ML Basic #6 | Conventional Models

    1. Machine Learning  Comments

Introduction

  1. Regression
    • Linear Regression
  2. Classification
    • Logistic Regression
    • SVM
    • KNN
    • Decision Tree
    • Random Forest / Boosting
  3. Clustering
    • K-means
  4. Dimensionality Reduction
    • PCA
  5. RL basics

1.1 Linear Regression

  • Introduction : Models a linear relationship between input features and a continuous target variable using:

    $$ \hat{y} = w^T x + b = \theta^T x \quad (\text{with } x_0 = 1) $$

  • Methods

    • Objective (Ordinary Least Squares) : minimize the sum of squared residuals (the vertical deviation from each point to the line).

      $$ J(\theta) = \frac{1}{2n} \sum_{i=1}^n (y_i - \theta^T x_i)^2 $$

    • Solving for $\theta$

      • Closed form (Normal Equation) : $\theta = (X^T X)^{-1} X^T y$.
        • Pros: exact, no learning-rate tuning, no iteration.
        • Cons: $O(d^3)$ to invert $X^T X$; numerically unstable when features are collinear (singular $X^T X$). In practice use SVD or QR via np.linalg.lstsq, not the inverse.
      • Gradient Descent : iterative; scales to large $n$ and $d$ where the closed form is infeasible.

  • Discussion

    • Probabilistic view : OLS is the MLE under the assumption that residuals are i.i.d. Gaussian — i.e. minimizing MSE equals maximizing the Gaussian log-likelihood. (Same derivation we used in ML02 §1.)

    • Regularization (penalize large weights to combat overfitting and collinearity)

      • Ridge (L2) : $J + \lambda |w|_2^2$ — shrinks all weights toward zero; well-conditioned even with collinear features.
      • Lasso (L1) : $J + \lambda |w|_1$ — induces sparsity, useful as feature selection.
      • Elastic Net : convex combination of L1 + L2.

    • Evaluation : RMSE / MAE for absolute error, $R^2 = 1 - \frac{\sum (y_i - \hat{y}_i)^2}{\sum (y_i - \bar{y})^2}$ for proportion of variance explained. Always inspect residual plots — patterned residuals signal model mis-specification.


1. K-Nearest Neighbors

  • Introduction : a method that predicts a given data based on the nearest K neigbors in existing data.

  • Method : If regression, return mean value of k nearest neibors, if classification, return the mode class of k nearest neibors ,

  • Hyperparameter : k(odd number, if k is too big, underfit, if k is too small, overfit), distance metric(L1, Manhattan, L2, Euclidean)


3. Logistic regression

  • Introduction : Unlike Linear Regression, problems arise when the input/target data is categorical.

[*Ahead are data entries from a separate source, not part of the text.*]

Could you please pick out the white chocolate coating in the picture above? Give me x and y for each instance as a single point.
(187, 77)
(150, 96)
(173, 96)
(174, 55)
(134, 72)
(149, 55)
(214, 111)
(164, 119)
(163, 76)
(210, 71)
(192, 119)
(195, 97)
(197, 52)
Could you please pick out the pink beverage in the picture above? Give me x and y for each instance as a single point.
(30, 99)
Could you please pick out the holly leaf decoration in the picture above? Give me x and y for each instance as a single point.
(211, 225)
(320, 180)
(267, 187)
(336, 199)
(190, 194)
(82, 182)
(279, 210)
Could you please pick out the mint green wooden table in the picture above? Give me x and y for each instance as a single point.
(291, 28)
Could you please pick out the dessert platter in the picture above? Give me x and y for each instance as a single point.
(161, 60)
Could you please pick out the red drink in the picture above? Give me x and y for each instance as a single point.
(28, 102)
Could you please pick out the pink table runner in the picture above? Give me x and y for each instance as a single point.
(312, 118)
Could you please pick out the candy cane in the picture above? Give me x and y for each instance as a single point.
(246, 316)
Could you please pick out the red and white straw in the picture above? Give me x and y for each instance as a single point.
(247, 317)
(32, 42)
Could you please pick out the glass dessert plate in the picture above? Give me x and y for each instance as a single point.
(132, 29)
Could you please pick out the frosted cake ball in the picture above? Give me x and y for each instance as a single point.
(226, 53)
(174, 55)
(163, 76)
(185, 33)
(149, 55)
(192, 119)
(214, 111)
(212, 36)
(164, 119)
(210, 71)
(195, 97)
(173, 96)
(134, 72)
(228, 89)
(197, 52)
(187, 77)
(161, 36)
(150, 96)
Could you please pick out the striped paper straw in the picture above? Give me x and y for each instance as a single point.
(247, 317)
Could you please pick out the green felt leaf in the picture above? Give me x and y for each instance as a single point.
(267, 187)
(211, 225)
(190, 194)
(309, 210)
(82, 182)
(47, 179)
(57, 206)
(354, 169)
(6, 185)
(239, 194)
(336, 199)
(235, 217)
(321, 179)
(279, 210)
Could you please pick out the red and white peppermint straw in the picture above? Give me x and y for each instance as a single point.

Logistic Regression is better thought of as solving a classification problem rather than a regression problem.

  • Methods : Logistic Regression uses a sigmoid, so using MSE produces a non-convex loss surface (multiple local minima) rather than the convex quadratic we expect. Cross Entropy is therefore used as the loss, optimized with Gradient Descent.


4. RBM : Restricted Boltzmann Machine (RBM)

  • Introduction : RBMs are two layered NN with generative capabilities, that have the ability to learn a prob dist over its input. RBMs can be used for dimensionality reduction, classification, regression, and so on.

  • Architecture : Two layers — one input layer and one hidden layer. Unlike a Boltzmann Machine where units in the same layer are connected, in an RBM there are no intra-layer connections (it is restricted in this sense).

  • Training : Trained with Gibbs Sampling — a stochastic algorithm that draws a sequence of samples from the joint distribution of two or more random variables (Unsupervised Learning).

  • The training intuition: feed the input forward, run the activations backward to reconstruct it, and minimize the difference between the reconstruction and the input — much like an autoencoder.

    1. forward : $ y_{out} = \sigma (wx + b)$

    2. backward (reconstruct the input) : $ y_{recon} = y_{out} x + b$

    3. KL Divergence can be considered as the reconstruction error: $ KL(x|y_{recon}) $

    4. Reduce KLD in iterative manner : common training algorithms for RBMs approximate the log-likelihood gradient given some data and perform gradient ascest on these approximations.(Gibbs Sampling)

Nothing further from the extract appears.